En novembre, les escadrons de Rennes et Pontivy étaient félicités à leur retour d'Afghanistan.
En novembre, les escadrons de Rennes et Pontivy étaient félicités à leur retour d'Afghanistan. — LE SAUX LIONEL / SIPA;

Pour les 120 militaires de l'escadron de gendarmerie mobile de Rennes, l'heure du départ a bientôt sonné. Annoncée début février, la fermeture de l'escadron sera effective le 16 juin avec la tenue d'une cérémonie de prise d'armes de dissolution.
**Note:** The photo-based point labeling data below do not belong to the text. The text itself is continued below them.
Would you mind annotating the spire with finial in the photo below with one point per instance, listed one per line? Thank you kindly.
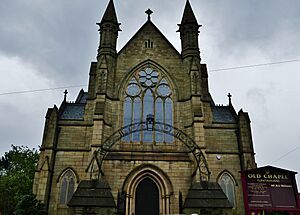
(149, 12)
(109, 28)
(189, 31)
(188, 14)
(65, 95)
(229, 99)
(110, 14)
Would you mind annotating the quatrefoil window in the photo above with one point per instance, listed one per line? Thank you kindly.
(148, 92)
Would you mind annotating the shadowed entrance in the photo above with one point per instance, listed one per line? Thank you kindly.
(147, 198)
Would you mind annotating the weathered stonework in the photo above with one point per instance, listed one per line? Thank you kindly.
(74, 133)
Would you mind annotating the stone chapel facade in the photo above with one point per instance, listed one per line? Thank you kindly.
(147, 137)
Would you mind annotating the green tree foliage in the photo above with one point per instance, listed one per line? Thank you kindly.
(29, 205)
(17, 168)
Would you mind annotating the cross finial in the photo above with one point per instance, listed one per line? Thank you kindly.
(149, 12)
(229, 98)
(65, 94)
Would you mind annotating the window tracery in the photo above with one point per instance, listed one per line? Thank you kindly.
(67, 187)
(148, 92)
(227, 184)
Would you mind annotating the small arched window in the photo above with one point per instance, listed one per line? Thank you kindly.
(67, 187)
(227, 184)
(148, 92)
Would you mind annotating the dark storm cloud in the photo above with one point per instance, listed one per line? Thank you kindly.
(53, 35)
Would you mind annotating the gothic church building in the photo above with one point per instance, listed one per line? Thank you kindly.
(147, 137)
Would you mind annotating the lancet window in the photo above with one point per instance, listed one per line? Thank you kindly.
(67, 187)
(227, 184)
(148, 93)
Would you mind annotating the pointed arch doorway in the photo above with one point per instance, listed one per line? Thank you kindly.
(147, 198)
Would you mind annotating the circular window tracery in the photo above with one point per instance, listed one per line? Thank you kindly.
(148, 92)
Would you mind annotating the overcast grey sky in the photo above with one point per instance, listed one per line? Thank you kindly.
(50, 43)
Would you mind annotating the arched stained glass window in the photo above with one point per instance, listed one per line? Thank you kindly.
(148, 92)
(227, 184)
(67, 187)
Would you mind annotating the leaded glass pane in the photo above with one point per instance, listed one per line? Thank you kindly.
(127, 115)
(67, 187)
(227, 186)
(148, 109)
(147, 91)
(169, 118)
(136, 137)
(63, 191)
(159, 118)
(70, 189)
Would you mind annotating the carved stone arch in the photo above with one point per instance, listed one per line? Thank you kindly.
(64, 172)
(228, 186)
(154, 64)
(225, 171)
(152, 172)
(201, 168)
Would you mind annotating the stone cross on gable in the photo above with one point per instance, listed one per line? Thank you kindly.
(149, 12)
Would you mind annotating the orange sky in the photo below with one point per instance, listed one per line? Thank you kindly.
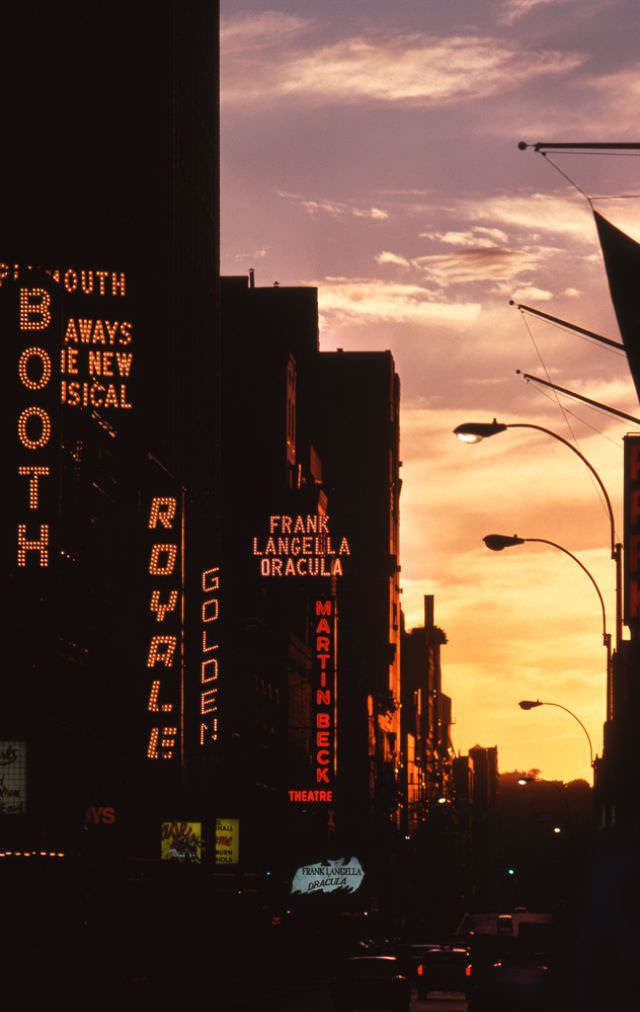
(370, 149)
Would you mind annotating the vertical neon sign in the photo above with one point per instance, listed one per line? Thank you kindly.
(165, 614)
(34, 426)
(210, 660)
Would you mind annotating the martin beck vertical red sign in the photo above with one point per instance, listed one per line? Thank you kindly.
(632, 533)
(323, 708)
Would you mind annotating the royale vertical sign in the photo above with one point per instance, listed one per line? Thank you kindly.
(164, 654)
(632, 533)
(323, 709)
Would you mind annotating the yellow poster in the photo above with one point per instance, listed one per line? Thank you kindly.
(227, 841)
(181, 842)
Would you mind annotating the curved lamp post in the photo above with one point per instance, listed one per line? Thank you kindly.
(532, 703)
(473, 432)
(496, 542)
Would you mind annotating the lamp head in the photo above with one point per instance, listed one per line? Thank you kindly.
(475, 431)
(498, 541)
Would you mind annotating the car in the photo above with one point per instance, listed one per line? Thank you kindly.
(410, 956)
(526, 984)
(443, 967)
(372, 982)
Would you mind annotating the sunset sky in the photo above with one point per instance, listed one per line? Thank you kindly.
(370, 149)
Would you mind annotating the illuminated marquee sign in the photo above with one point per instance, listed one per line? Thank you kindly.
(35, 323)
(164, 654)
(209, 688)
(329, 876)
(632, 533)
(323, 734)
(301, 545)
(77, 357)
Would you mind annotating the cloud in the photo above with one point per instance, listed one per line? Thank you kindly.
(477, 265)
(400, 69)
(335, 208)
(394, 258)
(513, 10)
(532, 293)
(539, 214)
(375, 213)
(251, 33)
(478, 236)
(367, 300)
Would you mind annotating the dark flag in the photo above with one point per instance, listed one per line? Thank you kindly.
(622, 260)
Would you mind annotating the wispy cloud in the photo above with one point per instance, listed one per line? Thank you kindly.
(334, 208)
(477, 265)
(513, 10)
(539, 214)
(402, 69)
(368, 300)
(478, 236)
(251, 33)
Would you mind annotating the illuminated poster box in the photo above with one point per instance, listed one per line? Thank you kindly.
(12, 778)
(328, 876)
(181, 842)
(227, 841)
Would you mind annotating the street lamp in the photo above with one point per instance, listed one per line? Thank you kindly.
(497, 542)
(473, 432)
(532, 703)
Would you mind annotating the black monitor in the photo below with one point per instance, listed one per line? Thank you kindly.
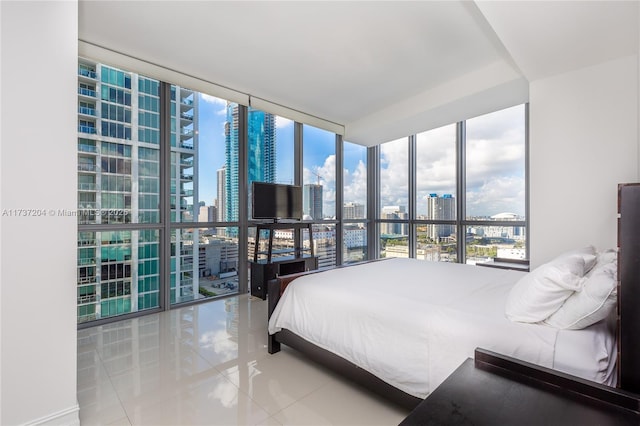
(276, 201)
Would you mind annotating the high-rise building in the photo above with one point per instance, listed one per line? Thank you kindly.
(440, 208)
(261, 149)
(119, 182)
(353, 211)
(312, 201)
(394, 213)
(221, 193)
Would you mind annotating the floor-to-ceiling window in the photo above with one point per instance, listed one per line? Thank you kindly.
(436, 194)
(393, 224)
(204, 196)
(319, 191)
(495, 190)
(469, 181)
(354, 206)
(118, 192)
(122, 169)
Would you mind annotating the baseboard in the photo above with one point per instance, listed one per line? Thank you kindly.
(68, 417)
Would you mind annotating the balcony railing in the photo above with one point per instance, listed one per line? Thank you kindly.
(87, 111)
(91, 298)
(87, 148)
(86, 186)
(87, 73)
(86, 167)
(86, 261)
(87, 92)
(87, 129)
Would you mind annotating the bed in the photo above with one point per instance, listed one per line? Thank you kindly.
(401, 326)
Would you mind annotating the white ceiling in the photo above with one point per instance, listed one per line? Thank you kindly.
(382, 69)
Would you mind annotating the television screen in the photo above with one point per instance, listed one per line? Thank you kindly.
(276, 201)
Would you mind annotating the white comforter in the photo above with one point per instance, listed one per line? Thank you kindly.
(412, 322)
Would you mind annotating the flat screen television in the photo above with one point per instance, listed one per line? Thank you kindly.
(276, 201)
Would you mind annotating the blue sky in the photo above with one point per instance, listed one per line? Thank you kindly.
(495, 161)
(319, 153)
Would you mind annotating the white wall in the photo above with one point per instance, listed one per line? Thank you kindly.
(38, 253)
(583, 142)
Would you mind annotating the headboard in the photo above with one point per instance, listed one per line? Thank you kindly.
(629, 287)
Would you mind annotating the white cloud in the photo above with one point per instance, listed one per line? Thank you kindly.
(325, 176)
(282, 122)
(355, 184)
(494, 158)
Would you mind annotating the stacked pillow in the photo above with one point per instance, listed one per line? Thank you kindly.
(574, 290)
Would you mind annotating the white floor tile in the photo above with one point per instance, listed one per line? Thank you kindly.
(208, 364)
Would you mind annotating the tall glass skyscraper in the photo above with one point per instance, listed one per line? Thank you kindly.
(261, 138)
(440, 208)
(119, 184)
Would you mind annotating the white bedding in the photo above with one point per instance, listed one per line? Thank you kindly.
(412, 322)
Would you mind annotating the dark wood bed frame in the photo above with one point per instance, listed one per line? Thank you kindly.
(628, 312)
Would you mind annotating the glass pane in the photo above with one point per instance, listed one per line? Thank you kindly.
(271, 140)
(436, 173)
(495, 159)
(117, 273)
(393, 243)
(118, 157)
(355, 181)
(354, 242)
(324, 243)
(431, 245)
(284, 150)
(204, 263)
(488, 242)
(319, 185)
(394, 183)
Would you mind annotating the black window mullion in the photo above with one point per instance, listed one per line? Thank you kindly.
(165, 199)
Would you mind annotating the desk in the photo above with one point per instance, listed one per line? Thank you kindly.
(505, 263)
(497, 390)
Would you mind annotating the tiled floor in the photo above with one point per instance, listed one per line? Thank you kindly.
(208, 364)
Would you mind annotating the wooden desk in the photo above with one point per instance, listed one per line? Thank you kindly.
(499, 390)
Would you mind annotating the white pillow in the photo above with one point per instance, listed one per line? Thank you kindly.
(592, 303)
(542, 291)
(588, 253)
(606, 256)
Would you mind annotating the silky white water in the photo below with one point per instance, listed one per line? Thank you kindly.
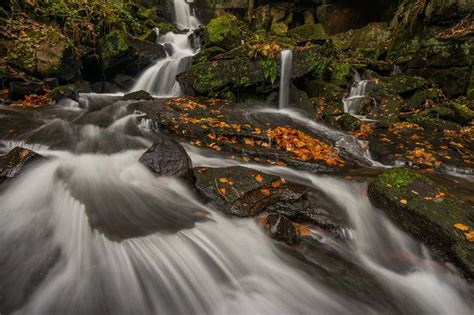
(286, 57)
(160, 78)
(353, 102)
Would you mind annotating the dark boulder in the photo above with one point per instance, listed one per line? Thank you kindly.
(18, 90)
(244, 192)
(15, 161)
(166, 157)
(137, 96)
(280, 228)
(429, 212)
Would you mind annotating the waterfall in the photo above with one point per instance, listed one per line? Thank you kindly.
(353, 102)
(285, 77)
(160, 78)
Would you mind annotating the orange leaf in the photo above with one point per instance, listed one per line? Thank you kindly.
(461, 227)
(265, 192)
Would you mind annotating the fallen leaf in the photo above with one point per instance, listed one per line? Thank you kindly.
(265, 192)
(470, 236)
(461, 227)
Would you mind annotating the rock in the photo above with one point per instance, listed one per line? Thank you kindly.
(280, 228)
(279, 29)
(308, 17)
(439, 11)
(207, 53)
(223, 126)
(453, 81)
(166, 157)
(123, 81)
(138, 96)
(308, 32)
(428, 211)
(235, 70)
(244, 192)
(263, 18)
(15, 161)
(349, 122)
(127, 55)
(224, 31)
(371, 39)
(18, 90)
(70, 91)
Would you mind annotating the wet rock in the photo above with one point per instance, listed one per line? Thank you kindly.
(235, 71)
(280, 228)
(15, 161)
(313, 208)
(138, 96)
(18, 90)
(127, 55)
(166, 157)
(224, 31)
(428, 211)
(308, 32)
(244, 192)
(125, 82)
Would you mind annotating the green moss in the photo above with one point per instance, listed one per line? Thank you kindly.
(113, 44)
(341, 73)
(223, 30)
(398, 177)
(308, 32)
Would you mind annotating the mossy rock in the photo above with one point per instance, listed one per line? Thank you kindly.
(207, 53)
(453, 81)
(224, 31)
(166, 27)
(428, 211)
(113, 44)
(279, 29)
(349, 122)
(330, 91)
(417, 101)
(308, 32)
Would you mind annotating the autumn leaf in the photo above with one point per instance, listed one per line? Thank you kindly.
(461, 227)
(470, 236)
(265, 192)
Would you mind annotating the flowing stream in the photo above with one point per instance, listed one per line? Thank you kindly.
(92, 231)
(285, 77)
(353, 103)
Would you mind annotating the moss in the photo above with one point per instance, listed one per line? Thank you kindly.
(308, 32)
(166, 27)
(113, 44)
(427, 210)
(279, 29)
(223, 31)
(399, 177)
(341, 73)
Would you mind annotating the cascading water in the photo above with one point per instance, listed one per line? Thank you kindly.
(285, 77)
(99, 233)
(160, 78)
(353, 103)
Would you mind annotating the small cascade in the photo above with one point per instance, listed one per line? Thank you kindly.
(160, 78)
(353, 102)
(396, 70)
(285, 77)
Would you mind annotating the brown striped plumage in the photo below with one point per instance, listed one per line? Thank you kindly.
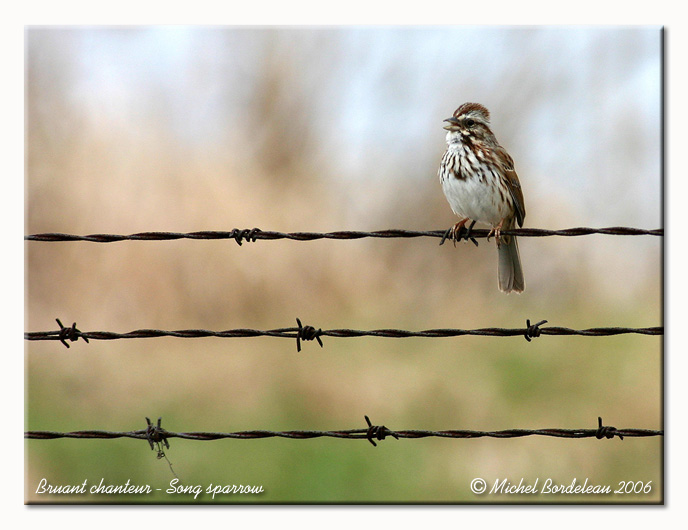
(480, 183)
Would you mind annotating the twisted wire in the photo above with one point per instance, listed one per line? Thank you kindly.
(253, 234)
(156, 434)
(307, 333)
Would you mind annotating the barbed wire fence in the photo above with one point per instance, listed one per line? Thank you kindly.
(158, 437)
(155, 434)
(308, 333)
(255, 234)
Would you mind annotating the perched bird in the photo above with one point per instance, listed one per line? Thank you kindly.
(479, 181)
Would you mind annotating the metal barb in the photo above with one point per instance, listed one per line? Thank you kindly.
(606, 431)
(70, 333)
(246, 234)
(378, 431)
(307, 333)
(157, 437)
(533, 331)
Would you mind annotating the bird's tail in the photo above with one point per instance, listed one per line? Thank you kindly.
(510, 270)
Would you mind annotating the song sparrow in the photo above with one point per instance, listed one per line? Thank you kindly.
(479, 181)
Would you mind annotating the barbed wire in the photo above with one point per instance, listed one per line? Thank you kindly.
(157, 436)
(254, 234)
(307, 333)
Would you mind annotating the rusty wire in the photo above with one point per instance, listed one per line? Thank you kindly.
(307, 333)
(254, 234)
(157, 436)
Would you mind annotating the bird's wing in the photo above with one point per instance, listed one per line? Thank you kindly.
(513, 184)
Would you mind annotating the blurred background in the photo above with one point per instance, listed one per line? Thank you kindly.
(323, 129)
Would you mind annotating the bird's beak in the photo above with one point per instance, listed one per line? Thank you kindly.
(453, 123)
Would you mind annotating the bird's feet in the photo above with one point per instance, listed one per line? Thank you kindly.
(497, 232)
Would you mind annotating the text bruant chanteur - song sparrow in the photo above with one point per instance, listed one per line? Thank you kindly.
(479, 181)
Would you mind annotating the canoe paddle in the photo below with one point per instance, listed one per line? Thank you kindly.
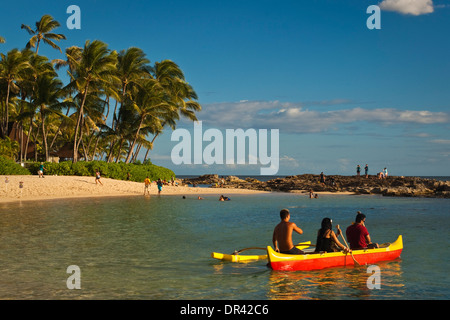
(260, 248)
(345, 241)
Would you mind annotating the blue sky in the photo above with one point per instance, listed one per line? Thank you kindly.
(339, 93)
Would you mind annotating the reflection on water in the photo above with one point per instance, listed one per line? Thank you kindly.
(159, 248)
(336, 283)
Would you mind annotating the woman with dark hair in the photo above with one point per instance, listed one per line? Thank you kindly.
(326, 238)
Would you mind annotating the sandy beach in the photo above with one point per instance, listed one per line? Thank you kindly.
(59, 187)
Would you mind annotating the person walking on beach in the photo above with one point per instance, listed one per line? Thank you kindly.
(357, 234)
(326, 238)
(159, 184)
(147, 183)
(282, 234)
(97, 177)
(322, 179)
(41, 170)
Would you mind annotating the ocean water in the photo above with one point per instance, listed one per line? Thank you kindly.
(159, 247)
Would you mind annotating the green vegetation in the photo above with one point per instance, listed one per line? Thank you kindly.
(114, 105)
(138, 172)
(9, 167)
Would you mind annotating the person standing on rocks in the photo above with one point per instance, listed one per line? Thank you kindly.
(322, 179)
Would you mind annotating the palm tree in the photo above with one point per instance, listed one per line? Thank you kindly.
(149, 104)
(46, 98)
(132, 68)
(95, 68)
(180, 94)
(12, 68)
(43, 32)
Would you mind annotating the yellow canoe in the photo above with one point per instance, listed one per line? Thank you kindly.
(314, 261)
(248, 257)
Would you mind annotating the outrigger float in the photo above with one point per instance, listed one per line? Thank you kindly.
(316, 260)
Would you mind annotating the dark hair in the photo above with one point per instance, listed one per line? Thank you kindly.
(326, 226)
(284, 213)
(360, 217)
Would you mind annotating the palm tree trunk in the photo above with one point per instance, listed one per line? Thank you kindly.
(75, 144)
(130, 153)
(44, 136)
(5, 125)
(28, 138)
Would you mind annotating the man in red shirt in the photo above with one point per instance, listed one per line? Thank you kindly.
(357, 234)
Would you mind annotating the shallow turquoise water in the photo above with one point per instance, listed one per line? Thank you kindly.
(159, 248)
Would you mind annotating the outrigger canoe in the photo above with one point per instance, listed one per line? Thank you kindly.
(236, 257)
(314, 261)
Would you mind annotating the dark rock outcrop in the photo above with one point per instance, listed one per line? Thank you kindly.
(392, 186)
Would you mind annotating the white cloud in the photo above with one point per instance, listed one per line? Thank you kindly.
(441, 141)
(413, 7)
(294, 118)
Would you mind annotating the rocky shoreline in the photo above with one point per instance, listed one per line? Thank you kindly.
(394, 186)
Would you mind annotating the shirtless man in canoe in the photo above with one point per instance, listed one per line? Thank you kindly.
(282, 234)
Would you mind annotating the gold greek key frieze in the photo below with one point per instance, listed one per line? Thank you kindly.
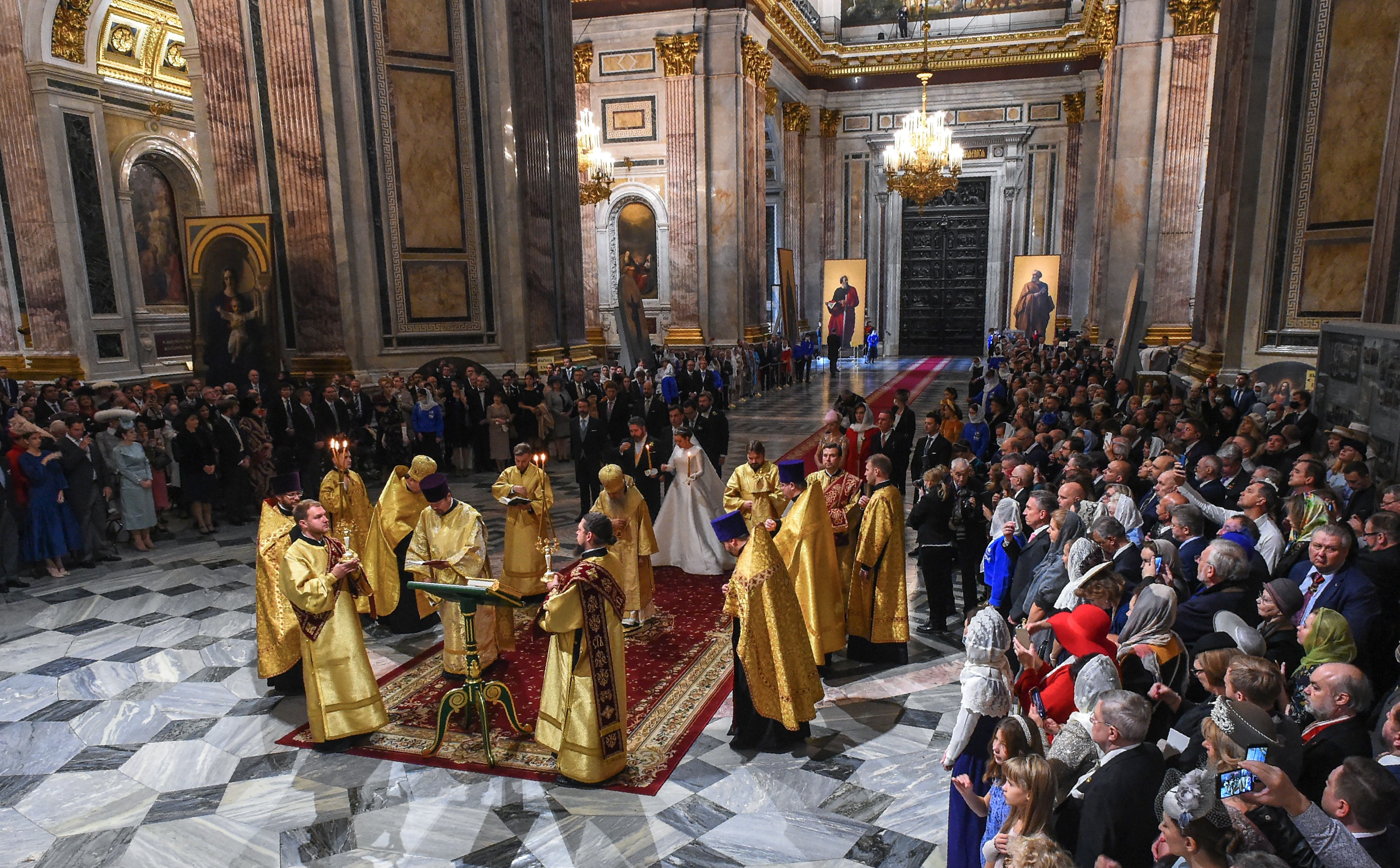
(583, 62)
(796, 118)
(70, 30)
(1074, 108)
(758, 62)
(1193, 17)
(678, 54)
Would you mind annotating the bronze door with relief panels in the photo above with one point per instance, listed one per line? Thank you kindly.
(943, 292)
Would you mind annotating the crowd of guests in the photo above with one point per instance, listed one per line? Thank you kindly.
(1179, 617)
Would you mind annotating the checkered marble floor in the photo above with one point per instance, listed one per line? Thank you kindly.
(135, 733)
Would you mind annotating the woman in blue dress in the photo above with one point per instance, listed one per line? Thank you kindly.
(51, 531)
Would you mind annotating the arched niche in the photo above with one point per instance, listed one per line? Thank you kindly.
(614, 230)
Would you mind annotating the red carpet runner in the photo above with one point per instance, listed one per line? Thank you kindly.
(916, 380)
(678, 675)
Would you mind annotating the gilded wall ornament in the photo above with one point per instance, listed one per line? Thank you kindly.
(583, 62)
(1074, 108)
(678, 54)
(1193, 17)
(796, 117)
(70, 30)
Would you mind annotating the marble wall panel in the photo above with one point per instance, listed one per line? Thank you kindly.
(430, 190)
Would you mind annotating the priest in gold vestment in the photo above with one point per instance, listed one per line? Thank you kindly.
(279, 647)
(583, 706)
(776, 687)
(524, 562)
(387, 545)
(348, 503)
(877, 618)
(626, 507)
(843, 505)
(754, 488)
(342, 695)
(808, 549)
(450, 548)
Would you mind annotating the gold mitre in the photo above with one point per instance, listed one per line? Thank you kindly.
(422, 467)
(612, 479)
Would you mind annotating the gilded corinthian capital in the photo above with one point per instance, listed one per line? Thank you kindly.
(796, 117)
(1193, 17)
(583, 62)
(758, 62)
(678, 54)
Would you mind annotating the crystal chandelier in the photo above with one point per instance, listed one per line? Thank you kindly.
(923, 163)
(594, 163)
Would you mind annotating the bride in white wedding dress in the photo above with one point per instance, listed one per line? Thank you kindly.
(684, 534)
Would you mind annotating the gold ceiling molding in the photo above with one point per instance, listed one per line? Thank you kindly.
(796, 118)
(583, 62)
(143, 43)
(678, 54)
(1074, 108)
(1093, 36)
(758, 62)
(1193, 17)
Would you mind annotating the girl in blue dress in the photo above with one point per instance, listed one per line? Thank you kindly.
(51, 531)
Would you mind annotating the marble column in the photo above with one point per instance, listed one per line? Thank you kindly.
(301, 181)
(1184, 159)
(588, 213)
(1074, 118)
(229, 104)
(758, 65)
(678, 59)
(796, 120)
(831, 185)
(36, 238)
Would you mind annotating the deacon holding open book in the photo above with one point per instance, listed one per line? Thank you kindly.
(583, 706)
(450, 548)
(524, 489)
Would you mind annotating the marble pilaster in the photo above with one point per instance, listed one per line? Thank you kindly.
(301, 180)
(678, 57)
(36, 237)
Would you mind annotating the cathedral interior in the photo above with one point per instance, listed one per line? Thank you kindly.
(364, 188)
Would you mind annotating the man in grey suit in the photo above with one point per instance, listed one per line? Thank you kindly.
(90, 486)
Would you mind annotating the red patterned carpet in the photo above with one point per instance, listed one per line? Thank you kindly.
(680, 671)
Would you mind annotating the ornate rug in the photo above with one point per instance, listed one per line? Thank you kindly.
(680, 672)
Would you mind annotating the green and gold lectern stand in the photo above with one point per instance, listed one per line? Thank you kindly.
(474, 694)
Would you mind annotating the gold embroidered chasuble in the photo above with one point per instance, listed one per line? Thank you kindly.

Une décision très mal perçue dans le département, notamment par les femmes des militaires, qui avaient alors manifesté devant les grilles de la caserne Marguerite. Trois mois après, ce sont les élus locaux qui reviennent à la charge. Dans une lettre commune adressée fin mai à Claude Guéant, ministre de l'intérieur, Jean-Yves Le Drian, Jean-Louis Tourenne et Daniel Delaveau dénoncent « la logique comptable qui a présidé à la décision, au détriment des obligations de service public. »

Délinquance en hausse
Respectivement président de région, du département et de Rennes Métropole, ils font part de leurs inquiétudes concernant l'évolution de la délinquance et de la criminalité en Ille-et-Vilaine avec « une hausse de 26,96 % de vols avec effraction dans les résidences et de 21,66 % pour la criminalité organisée et la délinquance spécialisée. » Ils dénoncent également la méthode employée par le ministre de l'intérieur. Une entrevue avec un conseiller de Claude Guéant leur avait été accordée le 25 mai afin d'exposer les motifs de leur grogne. « Concomitamment à l'entretien, nous recevions une invitation à la prise d'armes de dissolution dudit escadron », s'indignent les trois élus socialistes.

Même cas à Nantes

L'escadron de Saint-Malo avait ouvert le bal des fermetures de casernes l'an dernier. En plus de Rennes, qui accueille 120 gendarmes, la compagnie de Nantes devrait également être fermée d'ici la rentrée 2011. Dans l'ouest, seuls les escadrons de Brest, Vannes et Pontivy sont pour l'heure maintenus.